Attorney: Keith case could get review
BY DAN CLUTTER • Telegraph-Forum • April 7, 2010
COLUMBUS — David Mills, one of the attorneys who worked on a brief with the U.S. Supreme Court on behalf of Ohio death row inmate Kevin Keith, said there is a chance the court will review the case.
Keith, 46, formerly of Crestline, is scheduled to die Sept. 15 for a triple murder that occurred at Bucyrus Estates on Feb. 13, 1994.
"A lot of times in the capital context, with a lot of cases where it's not as much about guilt or innocence, often turn on whether the death penalty is properly imposed in a particular case," Mills said. "It seems to me that, when you have a case of an innocence claim, the Supreme Court is, at the least, going to give that a close look.
"In the few cases where there is a real innocence claim, I don't think the Supreme Court is comfortable with the idea of an innocent man getting executed, to say the least."
Mills, a Cleveland attorney who specializes in appellate cases, along with Keith's attorney, Rachel Troutman of the Ohio Public Defender's Office, filed a brief with the high court March 2.
Several briefs in the case were filed Monday. Among the names listed on the briefs are David Loftis and Nina Morrison of the Innocence Project, Vernon Broderick, Aaron Y. Huang and Adam Banks of Weil, Gotshal and Manges of New York; and Daniel S. Medwed, professor of law at the University of Utah.
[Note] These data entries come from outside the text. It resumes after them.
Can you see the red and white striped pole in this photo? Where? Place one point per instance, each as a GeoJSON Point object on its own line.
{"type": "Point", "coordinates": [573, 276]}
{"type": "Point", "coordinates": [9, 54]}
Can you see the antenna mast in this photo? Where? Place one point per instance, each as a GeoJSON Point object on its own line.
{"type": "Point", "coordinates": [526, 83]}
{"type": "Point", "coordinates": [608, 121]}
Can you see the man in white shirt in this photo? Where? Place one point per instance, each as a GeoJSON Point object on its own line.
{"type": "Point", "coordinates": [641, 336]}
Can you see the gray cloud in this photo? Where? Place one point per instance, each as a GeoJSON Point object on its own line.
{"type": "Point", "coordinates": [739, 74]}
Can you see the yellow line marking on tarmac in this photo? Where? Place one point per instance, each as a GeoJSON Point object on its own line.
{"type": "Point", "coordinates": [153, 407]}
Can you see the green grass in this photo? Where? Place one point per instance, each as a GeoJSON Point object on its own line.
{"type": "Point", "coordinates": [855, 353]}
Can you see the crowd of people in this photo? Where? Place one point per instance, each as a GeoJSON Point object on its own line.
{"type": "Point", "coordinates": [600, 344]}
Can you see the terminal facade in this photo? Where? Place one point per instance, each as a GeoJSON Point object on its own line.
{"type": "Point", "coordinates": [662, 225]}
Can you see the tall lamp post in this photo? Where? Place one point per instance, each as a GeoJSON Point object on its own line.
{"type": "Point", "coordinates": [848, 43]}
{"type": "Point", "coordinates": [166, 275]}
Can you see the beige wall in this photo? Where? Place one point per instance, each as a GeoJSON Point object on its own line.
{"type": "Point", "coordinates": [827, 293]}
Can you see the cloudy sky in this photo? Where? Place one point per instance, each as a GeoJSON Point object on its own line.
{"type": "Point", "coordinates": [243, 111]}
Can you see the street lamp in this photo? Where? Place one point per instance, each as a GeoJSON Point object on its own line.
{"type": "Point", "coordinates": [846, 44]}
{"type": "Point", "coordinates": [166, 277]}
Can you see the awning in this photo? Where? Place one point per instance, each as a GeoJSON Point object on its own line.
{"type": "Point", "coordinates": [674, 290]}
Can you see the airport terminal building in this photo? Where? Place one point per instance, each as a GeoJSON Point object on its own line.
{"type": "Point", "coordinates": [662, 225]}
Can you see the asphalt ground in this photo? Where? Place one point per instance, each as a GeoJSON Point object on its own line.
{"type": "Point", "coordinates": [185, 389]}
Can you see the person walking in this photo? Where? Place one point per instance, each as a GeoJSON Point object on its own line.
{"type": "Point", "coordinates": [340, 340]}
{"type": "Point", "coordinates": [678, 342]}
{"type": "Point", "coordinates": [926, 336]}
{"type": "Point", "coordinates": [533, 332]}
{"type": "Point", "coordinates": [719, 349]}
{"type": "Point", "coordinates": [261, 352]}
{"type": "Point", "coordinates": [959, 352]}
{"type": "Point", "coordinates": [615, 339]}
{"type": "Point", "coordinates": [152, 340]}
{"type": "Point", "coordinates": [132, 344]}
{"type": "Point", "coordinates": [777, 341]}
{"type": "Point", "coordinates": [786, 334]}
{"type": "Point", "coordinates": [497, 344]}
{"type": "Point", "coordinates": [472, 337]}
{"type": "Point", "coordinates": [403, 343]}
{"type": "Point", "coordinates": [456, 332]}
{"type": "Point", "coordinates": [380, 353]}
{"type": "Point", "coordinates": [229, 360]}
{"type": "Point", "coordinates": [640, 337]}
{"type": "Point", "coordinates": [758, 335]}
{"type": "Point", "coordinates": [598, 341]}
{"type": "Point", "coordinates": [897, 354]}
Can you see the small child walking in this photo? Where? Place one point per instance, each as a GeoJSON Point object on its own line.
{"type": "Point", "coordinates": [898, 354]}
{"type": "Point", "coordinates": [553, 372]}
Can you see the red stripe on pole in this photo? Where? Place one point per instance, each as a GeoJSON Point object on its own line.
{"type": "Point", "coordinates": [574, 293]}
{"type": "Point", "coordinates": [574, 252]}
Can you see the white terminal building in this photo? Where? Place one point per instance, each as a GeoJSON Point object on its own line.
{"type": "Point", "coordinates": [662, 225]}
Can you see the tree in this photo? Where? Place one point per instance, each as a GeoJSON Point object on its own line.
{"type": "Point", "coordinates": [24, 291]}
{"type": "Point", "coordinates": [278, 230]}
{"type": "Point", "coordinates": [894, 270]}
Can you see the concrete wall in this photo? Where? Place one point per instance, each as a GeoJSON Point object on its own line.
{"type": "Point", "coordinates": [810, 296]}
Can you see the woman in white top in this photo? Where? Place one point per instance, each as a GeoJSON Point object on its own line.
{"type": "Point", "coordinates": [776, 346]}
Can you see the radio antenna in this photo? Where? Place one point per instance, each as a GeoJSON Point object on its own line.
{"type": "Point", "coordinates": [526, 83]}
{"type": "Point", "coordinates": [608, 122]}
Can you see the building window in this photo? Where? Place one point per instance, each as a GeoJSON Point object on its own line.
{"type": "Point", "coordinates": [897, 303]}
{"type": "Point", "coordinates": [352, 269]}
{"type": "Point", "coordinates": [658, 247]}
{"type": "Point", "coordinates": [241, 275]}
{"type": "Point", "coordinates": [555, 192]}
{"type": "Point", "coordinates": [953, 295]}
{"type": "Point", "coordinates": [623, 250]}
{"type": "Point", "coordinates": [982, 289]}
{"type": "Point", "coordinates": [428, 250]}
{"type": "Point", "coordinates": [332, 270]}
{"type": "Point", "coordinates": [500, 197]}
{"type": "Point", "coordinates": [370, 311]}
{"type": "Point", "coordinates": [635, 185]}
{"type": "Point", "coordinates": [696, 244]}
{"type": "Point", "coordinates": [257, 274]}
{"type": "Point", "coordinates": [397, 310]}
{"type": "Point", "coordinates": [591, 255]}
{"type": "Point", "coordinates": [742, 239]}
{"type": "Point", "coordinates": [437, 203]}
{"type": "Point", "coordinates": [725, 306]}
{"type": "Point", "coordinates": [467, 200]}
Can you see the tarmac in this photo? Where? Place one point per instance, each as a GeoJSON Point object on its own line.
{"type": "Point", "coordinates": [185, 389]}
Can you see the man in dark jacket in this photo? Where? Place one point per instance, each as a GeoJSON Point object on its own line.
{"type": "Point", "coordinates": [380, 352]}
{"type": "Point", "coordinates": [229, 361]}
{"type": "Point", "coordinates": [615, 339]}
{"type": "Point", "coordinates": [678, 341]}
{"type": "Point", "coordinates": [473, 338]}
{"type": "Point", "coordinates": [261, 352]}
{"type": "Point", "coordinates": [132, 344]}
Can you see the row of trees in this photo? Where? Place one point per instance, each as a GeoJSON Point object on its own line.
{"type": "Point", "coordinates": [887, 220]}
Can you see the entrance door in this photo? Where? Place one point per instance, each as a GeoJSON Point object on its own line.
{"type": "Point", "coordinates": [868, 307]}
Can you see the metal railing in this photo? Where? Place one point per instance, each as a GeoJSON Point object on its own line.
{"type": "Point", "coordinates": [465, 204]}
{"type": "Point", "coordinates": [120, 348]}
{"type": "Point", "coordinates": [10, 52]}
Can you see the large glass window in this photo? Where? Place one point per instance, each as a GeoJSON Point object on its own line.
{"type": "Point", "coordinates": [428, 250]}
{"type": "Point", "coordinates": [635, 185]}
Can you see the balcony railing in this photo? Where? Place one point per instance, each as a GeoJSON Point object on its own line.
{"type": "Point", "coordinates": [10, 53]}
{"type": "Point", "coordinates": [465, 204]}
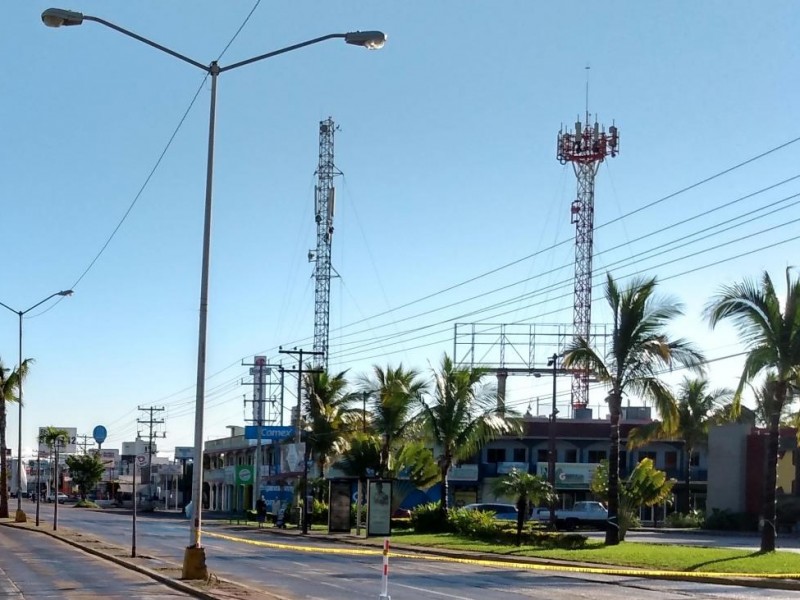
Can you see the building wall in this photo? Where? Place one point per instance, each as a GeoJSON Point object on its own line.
{"type": "Point", "coordinates": [727, 461]}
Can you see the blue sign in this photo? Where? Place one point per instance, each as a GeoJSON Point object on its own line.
{"type": "Point", "coordinates": [269, 432]}
{"type": "Point", "coordinates": [100, 433]}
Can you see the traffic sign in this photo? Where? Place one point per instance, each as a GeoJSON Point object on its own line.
{"type": "Point", "coordinates": [100, 434]}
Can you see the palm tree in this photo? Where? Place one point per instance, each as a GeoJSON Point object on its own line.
{"type": "Point", "coordinates": [9, 384]}
{"type": "Point", "coordinates": [697, 407]}
{"type": "Point", "coordinates": [461, 417]}
{"type": "Point", "coordinates": [393, 394]}
{"type": "Point", "coordinates": [54, 437]}
{"type": "Point", "coordinates": [772, 338]}
{"type": "Point", "coordinates": [640, 348]}
{"type": "Point", "coordinates": [329, 414]}
{"type": "Point", "coordinates": [525, 488]}
{"type": "Point", "coordinates": [363, 456]}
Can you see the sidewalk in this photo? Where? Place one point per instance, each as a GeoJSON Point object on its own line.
{"type": "Point", "coordinates": [215, 588]}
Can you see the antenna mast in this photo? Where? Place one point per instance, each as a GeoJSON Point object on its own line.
{"type": "Point", "coordinates": [585, 147]}
{"type": "Point", "coordinates": [324, 200]}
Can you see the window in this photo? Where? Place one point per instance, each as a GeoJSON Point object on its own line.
{"type": "Point", "coordinates": [495, 455]}
{"type": "Point", "coordinates": [595, 456]}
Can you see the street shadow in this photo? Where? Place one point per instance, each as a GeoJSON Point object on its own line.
{"type": "Point", "coordinates": [701, 566]}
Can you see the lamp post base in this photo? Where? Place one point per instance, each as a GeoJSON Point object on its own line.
{"type": "Point", "coordinates": [194, 563]}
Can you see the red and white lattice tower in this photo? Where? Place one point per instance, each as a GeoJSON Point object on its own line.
{"type": "Point", "coordinates": [585, 147]}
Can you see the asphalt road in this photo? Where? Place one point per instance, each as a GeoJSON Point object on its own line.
{"type": "Point", "coordinates": [304, 568]}
{"type": "Point", "coordinates": [37, 566]}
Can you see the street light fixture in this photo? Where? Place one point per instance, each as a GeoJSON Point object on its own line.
{"type": "Point", "coordinates": [20, 516]}
{"type": "Point", "coordinates": [194, 566]}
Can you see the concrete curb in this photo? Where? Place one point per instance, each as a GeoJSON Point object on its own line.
{"type": "Point", "coordinates": [176, 584]}
{"type": "Point", "coordinates": [755, 582]}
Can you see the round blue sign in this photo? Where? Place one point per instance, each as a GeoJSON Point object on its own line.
{"type": "Point", "coordinates": [99, 434]}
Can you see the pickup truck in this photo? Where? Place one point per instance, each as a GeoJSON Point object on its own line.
{"type": "Point", "coordinates": [582, 514]}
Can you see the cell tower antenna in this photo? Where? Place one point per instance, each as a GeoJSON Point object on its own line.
{"type": "Point", "coordinates": [324, 204]}
{"type": "Point", "coordinates": [585, 147]}
{"type": "Point", "coordinates": [587, 92]}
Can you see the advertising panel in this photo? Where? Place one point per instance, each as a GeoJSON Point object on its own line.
{"type": "Point", "coordinates": [339, 506]}
{"type": "Point", "coordinates": [379, 507]}
{"type": "Point", "coordinates": [292, 458]}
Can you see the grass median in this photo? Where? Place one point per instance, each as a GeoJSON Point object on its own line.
{"type": "Point", "coordinates": [661, 557]}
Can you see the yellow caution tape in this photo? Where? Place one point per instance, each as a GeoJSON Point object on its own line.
{"type": "Point", "coordinates": [505, 565]}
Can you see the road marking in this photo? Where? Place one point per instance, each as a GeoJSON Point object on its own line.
{"type": "Point", "coordinates": [616, 571]}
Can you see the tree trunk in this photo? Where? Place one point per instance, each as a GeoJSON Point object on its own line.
{"type": "Point", "coordinates": [768, 531]}
{"type": "Point", "coordinates": [444, 488]}
{"type": "Point", "coordinates": [3, 463]}
{"type": "Point", "coordinates": [612, 528]}
{"type": "Point", "coordinates": [522, 511]}
{"type": "Point", "coordinates": [688, 479]}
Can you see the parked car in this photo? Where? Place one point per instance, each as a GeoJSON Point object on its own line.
{"type": "Point", "coordinates": [582, 514]}
{"type": "Point", "coordinates": [501, 511]}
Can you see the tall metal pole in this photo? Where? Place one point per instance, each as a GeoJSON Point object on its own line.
{"type": "Point", "coordinates": [197, 468]}
{"type": "Point", "coordinates": [324, 203]}
{"type": "Point", "coordinates": [585, 147]}
{"type": "Point", "coordinates": [20, 516]}
{"type": "Point", "coordinates": [551, 454]}
{"type": "Point", "coordinates": [38, 483]}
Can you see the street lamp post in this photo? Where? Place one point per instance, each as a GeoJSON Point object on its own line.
{"type": "Point", "coordinates": [551, 454]}
{"type": "Point", "coordinates": [194, 566]}
{"type": "Point", "coordinates": [20, 516]}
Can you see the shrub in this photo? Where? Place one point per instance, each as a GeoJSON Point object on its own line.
{"type": "Point", "coordinates": [691, 519]}
{"type": "Point", "coordinates": [427, 518]}
{"type": "Point", "coordinates": [473, 523]}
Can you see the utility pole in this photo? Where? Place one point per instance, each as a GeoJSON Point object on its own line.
{"type": "Point", "coordinates": [151, 422]}
{"type": "Point", "coordinates": [260, 370]}
{"type": "Point", "coordinates": [585, 147]}
{"type": "Point", "coordinates": [298, 434]}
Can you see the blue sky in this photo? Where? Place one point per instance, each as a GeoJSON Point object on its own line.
{"type": "Point", "coordinates": [447, 144]}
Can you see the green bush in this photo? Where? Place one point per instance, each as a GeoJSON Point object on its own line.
{"type": "Point", "coordinates": [473, 523]}
{"type": "Point", "coordinates": [694, 518]}
{"type": "Point", "coordinates": [427, 518]}
{"type": "Point", "coordinates": [401, 523]}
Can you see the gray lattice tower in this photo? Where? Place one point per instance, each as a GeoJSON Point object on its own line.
{"type": "Point", "coordinates": [585, 147]}
{"type": "Point", "coordinates": [324, 200]}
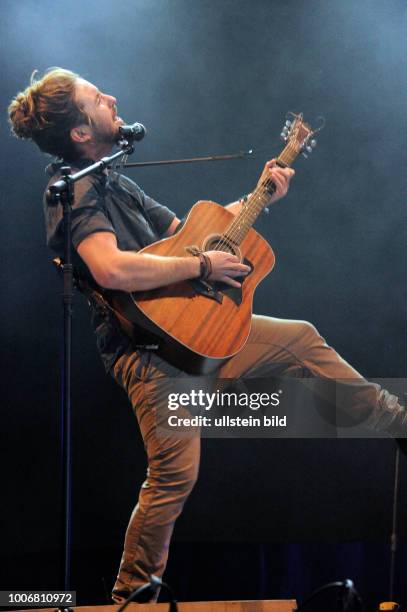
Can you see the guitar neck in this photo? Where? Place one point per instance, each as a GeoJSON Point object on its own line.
{"type": "Point", "coordinates": [257, 201]}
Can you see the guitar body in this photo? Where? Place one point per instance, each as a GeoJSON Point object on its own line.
{"type": "Point", "coordinates": [199, 324]}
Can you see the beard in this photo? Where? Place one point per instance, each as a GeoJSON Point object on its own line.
{"type": "Point", "coordinates": [105, 135]}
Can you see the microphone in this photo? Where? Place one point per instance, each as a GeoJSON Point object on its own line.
{"type": "Point", "coordinates": [137, 131]}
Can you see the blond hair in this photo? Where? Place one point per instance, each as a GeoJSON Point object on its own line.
{"type": "Point", "coordinates": [46, 111]}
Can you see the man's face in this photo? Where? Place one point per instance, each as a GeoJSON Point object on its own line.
{"type": "Point", "coordinates": [101, 109]}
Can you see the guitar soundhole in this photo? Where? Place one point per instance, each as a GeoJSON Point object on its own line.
{"type": "Point", "coordinates": [217, 242]}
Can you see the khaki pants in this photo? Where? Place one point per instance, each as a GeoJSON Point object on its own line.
{"type": "Point", "coordinates": [275, 347]}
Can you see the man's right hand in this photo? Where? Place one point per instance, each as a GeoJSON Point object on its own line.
{"type": "Point", "coordinates": [226, 268]}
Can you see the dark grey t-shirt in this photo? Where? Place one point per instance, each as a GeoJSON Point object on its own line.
{"type": "Point", "coordinates": [113, 204]}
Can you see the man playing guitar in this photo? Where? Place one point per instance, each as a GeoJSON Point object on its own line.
{"type": "Point", "coordinates": [70, 118]}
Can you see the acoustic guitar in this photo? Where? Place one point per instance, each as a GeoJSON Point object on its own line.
{"type": "Point", "coordinates": [196, 324]}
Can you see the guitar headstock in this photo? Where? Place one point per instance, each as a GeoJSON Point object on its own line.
{"type": "Point", "coordinates": [298, 137]}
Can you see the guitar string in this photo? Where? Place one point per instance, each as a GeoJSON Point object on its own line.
{"type": "Point", "coordinates": [235, 227]}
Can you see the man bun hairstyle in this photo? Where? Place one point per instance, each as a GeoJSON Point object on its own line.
{"type": "Point", "coordinates": [46, 111]}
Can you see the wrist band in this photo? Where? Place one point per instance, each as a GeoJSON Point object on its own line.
{"type": "Point", "coordinates": [205, 265]}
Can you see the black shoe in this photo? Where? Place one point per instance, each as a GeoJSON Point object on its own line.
{"type": "Point", "coordinates": [145, 595]}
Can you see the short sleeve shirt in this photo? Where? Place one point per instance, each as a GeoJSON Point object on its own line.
{"type": "Point", "coordinates": [106, 203]}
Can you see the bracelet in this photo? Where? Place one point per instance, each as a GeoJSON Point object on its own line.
{"type": "Point", "coordinates": [205, 265]}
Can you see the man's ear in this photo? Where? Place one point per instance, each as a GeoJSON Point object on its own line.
{"type": "Point", "coordinates": [81, 133]}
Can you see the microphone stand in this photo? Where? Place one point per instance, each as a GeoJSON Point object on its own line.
{"type": "Point", "coordinates": [62, 192]}
{"type": "Point", "coordinates": [189, 160]}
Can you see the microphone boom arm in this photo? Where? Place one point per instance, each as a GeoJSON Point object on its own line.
{"type": "Point", "coordinates": [190, 160]}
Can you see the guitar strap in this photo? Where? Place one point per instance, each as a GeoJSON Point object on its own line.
{"type": "Point", "coordinates": [98, 301]}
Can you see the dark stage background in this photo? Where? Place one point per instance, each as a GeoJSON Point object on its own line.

Keith has exhausted his regular state and federal appeals, and the Ohio Supreme Court denied his appeal March 11, 2009.
Troutman said that a response from the state is due May 5, then Keith's lawyers will have a chance to respond before the court decides whether to hear the case.
"While they don't have to take any cases, I think it's fair to say this will get a second look if they think there is potential," Troutman said.
The attorneys said they are seeking a new trial for Keith.
"We kind of keep whatever options are open on the table," Mills said. "No jury has ever considered all the evidence. Basically, the position is that is what should happen."
"That's all the U.S. Supreme Court can do is order a new trial," Troutman said. "They can't wipe the conviction clean and exonerate him."
Mills said that, while there is precedence for the court hearing death penalty cases, most of those cases involved DNA evidence, which does not exist in the Keith case.
"Usually DNA evidence is involved," Mills said. "There are at least 250 cases that have been overturned when DNA is involved. Now, there's no DNA for us to evaluate. But about 75 percent of the cases that were overturned used partial or faulty DNA evidence. It's the primary evidence that has convicted people."
Mills said the main reason for optimism in this case is the fact that the Ohio Supreme Court analyzed the facts that were placed into evidence in the original trial and failed to look at new evidence uncovered during the last two years.
"The Ohio courts, who last rejected Kevin's claims, did an entirely improper analysis," Mills said. "When you bring a new claim of new evidence that was withheld, that affects the outcome, courts are supposed to look at whether the new evidence would impact the outcome. They're not supposed to simply look at the earlier evidence presented at trial and see if it's sufficient to hold up the original verdict.
"These are sort of well-established principles in the Supreme Court that it's not how you're supposed to analyze the question."
Troutman said the new evidence is reason enough to provide Keith with another trial.
"Just because there may have been sufficient evidence to point to one person, to assess whether the trial has been fair you have to look at the new evidence to see if it's actually material," Troutman said.
"It's especially egregious in this case where the evidence actually contradicts the evidence that was presented at trial."
Bucyrus police and the Crawford County prosecutor's office have steadfastly maintained the evidence speaks for itself and that Keith was the man who committed the crimes in 1994.
Prosecutors say Keith opened fire on a group in retaliation for a drug arrest he blamed on an informant related to the victims.
Police Capt. John Beal, who was a patrolman at the time of the killings and was one of the first officers on the scene, said on July 1, 2009, "in my heart and in my head I know the right man was convicted."